Hospitality industry in S’pore gears up for seamless experience

By Rumi Hardasmalani

SINGAPORE — Imagine landing at the airport and getting checked into your hotel room as you clear immigration control. Your luggage will automatically be sent to your room and be waiting for you. Welcome to the Singapore of the future — if the recommendations of the Hotel Innovation Committee are successfully implemented.

Set up in February last year to drive the local hospitality industry to adopt innovative technologies, the Hotel Innovation Committee seeks to raise productivity and relieve the manpower crunch in the sector. It is led by the Singapore Hotel Association (SHA), the apex body for hotels in Singapore, and comprises local hoteliers, international experts, solution providers and academics.

As the Republic gears up for another record-breaking year in terms of international visitors, seamless check-in and automated luggage transfer are among several strategies being explored to ensure Singapore remains competitive with other destinations in creating memorable travel experiences.

According to the Singapore Tourism Board (STB), both visitor arrivals and tourism receipts exceeded forecasts last year to hit historical highs. Singapore garnered S$24.8 billion in tourism receipts on the back of 16.4 million visitor arrivals.

In the first seven months of the year, international arrivals to Singapore exceeded 10.1 million.

“What we are trying to do at the Hotel Innovation Committee is not only share best practices when it comes to tactical solutions, but also look at strategic transformation of the industry,” chief executive at Far East Hospitality Arthur Kiong told TODAY.

Mr Kiong was co-chair of an expert panel established to look at the issues and challenges of the local hotel industry, together with STB chief executive Lionel Yeo, which presented its findings in late 2015.

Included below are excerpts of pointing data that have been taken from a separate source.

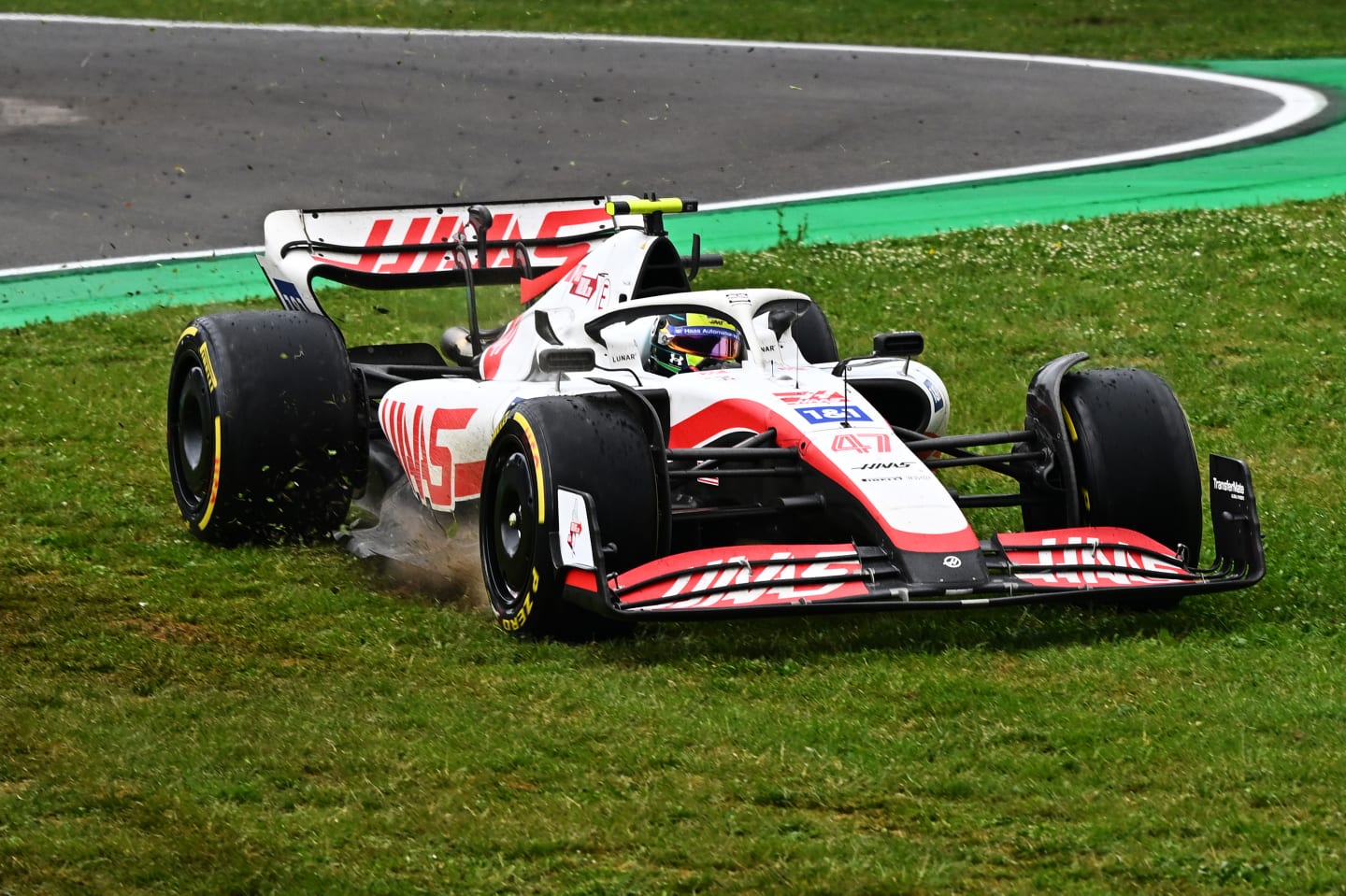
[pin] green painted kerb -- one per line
(134, 287)
(1307, 167)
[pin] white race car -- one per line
(638, 449)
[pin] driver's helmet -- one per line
(691, 341)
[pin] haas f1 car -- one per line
(637, 449)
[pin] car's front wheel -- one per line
(581, 444)
(1134, 458)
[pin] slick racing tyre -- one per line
(587, 444)
(1135, 461)
(266, 434)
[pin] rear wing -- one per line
(532, 242)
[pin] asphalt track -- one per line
(171, 140)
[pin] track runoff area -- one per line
(1251, 164)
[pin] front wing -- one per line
(1012, 568)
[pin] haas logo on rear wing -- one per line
(430, 247)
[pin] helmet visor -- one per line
(706, 341)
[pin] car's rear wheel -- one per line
(266, 436)
(581, 444)
(1135, 462)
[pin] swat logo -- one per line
(832, 413)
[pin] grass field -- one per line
(183, 718)
(1150, 30)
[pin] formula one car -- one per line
(637, 449)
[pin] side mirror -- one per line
(566, 360)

According to Mr Kiong, the idea is for all hotels to get together and pool resources to solve common issues instead of trying to come out with such initiatives on their own. The aim is to make travel “more seamless and remove the inconveniences of having multiple touch points. As soon as you land at the airport, you should be able to take care of the purpose of your visit, be it leisure or business,” Mr Kiong explained.

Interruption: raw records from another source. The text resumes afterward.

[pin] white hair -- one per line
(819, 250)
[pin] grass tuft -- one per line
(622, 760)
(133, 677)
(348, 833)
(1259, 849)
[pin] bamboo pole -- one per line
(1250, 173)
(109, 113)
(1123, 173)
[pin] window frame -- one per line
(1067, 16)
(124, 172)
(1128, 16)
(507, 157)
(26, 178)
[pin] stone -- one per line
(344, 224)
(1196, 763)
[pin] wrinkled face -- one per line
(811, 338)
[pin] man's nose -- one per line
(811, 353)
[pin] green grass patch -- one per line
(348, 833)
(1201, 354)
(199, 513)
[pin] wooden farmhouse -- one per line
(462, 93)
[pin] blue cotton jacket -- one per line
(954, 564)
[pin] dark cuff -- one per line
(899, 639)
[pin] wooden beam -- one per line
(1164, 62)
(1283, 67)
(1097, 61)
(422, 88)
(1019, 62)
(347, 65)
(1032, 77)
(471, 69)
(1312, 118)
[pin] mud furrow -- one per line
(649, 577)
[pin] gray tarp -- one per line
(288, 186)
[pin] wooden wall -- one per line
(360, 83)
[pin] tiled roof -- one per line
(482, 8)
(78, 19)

The committee is also looking at riding on big data analytics and will need to work with government authorities at various levels for the implementation of these plans.

“In order to come to an understanding that we want to make check-in faster and make the guest experience more seamless, we have to have an agreement in coordination with the Ministry of Foreign Affairs and homeland security agencies,” Mr Kiong added.

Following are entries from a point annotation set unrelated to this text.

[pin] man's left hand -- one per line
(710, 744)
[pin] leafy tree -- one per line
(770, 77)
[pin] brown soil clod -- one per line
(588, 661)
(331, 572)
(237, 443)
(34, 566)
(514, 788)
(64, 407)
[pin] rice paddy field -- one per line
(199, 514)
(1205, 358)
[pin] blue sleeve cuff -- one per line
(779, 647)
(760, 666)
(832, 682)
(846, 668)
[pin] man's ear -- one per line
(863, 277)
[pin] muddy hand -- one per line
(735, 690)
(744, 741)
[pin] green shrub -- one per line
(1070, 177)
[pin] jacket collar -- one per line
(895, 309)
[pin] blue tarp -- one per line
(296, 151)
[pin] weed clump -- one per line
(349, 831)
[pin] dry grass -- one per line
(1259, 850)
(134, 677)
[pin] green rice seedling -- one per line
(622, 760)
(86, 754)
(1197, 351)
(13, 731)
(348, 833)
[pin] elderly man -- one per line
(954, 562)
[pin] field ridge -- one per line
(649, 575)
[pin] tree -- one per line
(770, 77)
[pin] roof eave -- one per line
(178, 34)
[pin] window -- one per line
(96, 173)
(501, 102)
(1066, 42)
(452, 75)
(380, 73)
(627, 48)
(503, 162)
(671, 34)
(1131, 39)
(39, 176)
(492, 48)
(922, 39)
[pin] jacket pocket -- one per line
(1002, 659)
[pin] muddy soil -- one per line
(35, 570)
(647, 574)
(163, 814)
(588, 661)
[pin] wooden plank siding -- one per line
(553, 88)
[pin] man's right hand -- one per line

According to Mr Richard Skinner, strategy leader at PwC Singapore, seamless check-in would relieve one of the major pain points on the customer journey and is something larger hotel chains are already working towards.

“It would create a strong customer experience, but it’s unlikely customers will choose their destination based on these things. It’s the overall tourist offering or image of the country or business needs that will drive stays and the experience right now is likely to be sufficiently strong to not unnecessarily deter these visits,” he said.

Mr Patrick Fiat, general manager and CEO at Royal Plaza on Scotts however noted that that a centralised system may be a challenge for airlines, chain hotels and independent hotels operating on different systems.

“Interface, integration and data protection will be some of the key issues … However, the compact size of Singapore is a great advantage for the development of infrastructure and technology and nationwide implementation. The usage of big data and automation will not only help in increasing productivity with the labour crunch situation but will also create a seamless experience for visitors to Singapore,” he said.

SHA executive director Margaret Heng noted that the Hotel Innovation Challenge launched earlier this year to crowdsource solutions to improve productivity and enhance service experience saw positive responses.

Some 130 hoteliers listened to pitches from 25 solution providers in the areas of front office, housekeeping, engineering and procurement, she said.

Since the submission deadline at the end of August, a total of 28 proposals were received and are currently being evaluated. At least 29 hotels, ranging from small to large-scale, have committed to participating as pilot partners for the development of these innovative solutions, said Ms Heng.

“These pilot projects, targeted for completion in 2018, will put the industry in the forefront of hospitality innovation,” she added.

According to analysts, Singapore continues to lead the way in innovation-led transformation across industries, including hotel, retail, food services and manufacturing.

“It’s no longer a case of just carrying out customer surveys. Service providers now need to be able to respond with immediacy to customers’ needs and big data will help them achieve that. This will enable the faster and more efficient provision of services and products as well as help with targeted marketing,” said Mr Robert McIntosh, executive director at CBRE Hotels, Asia Pacific.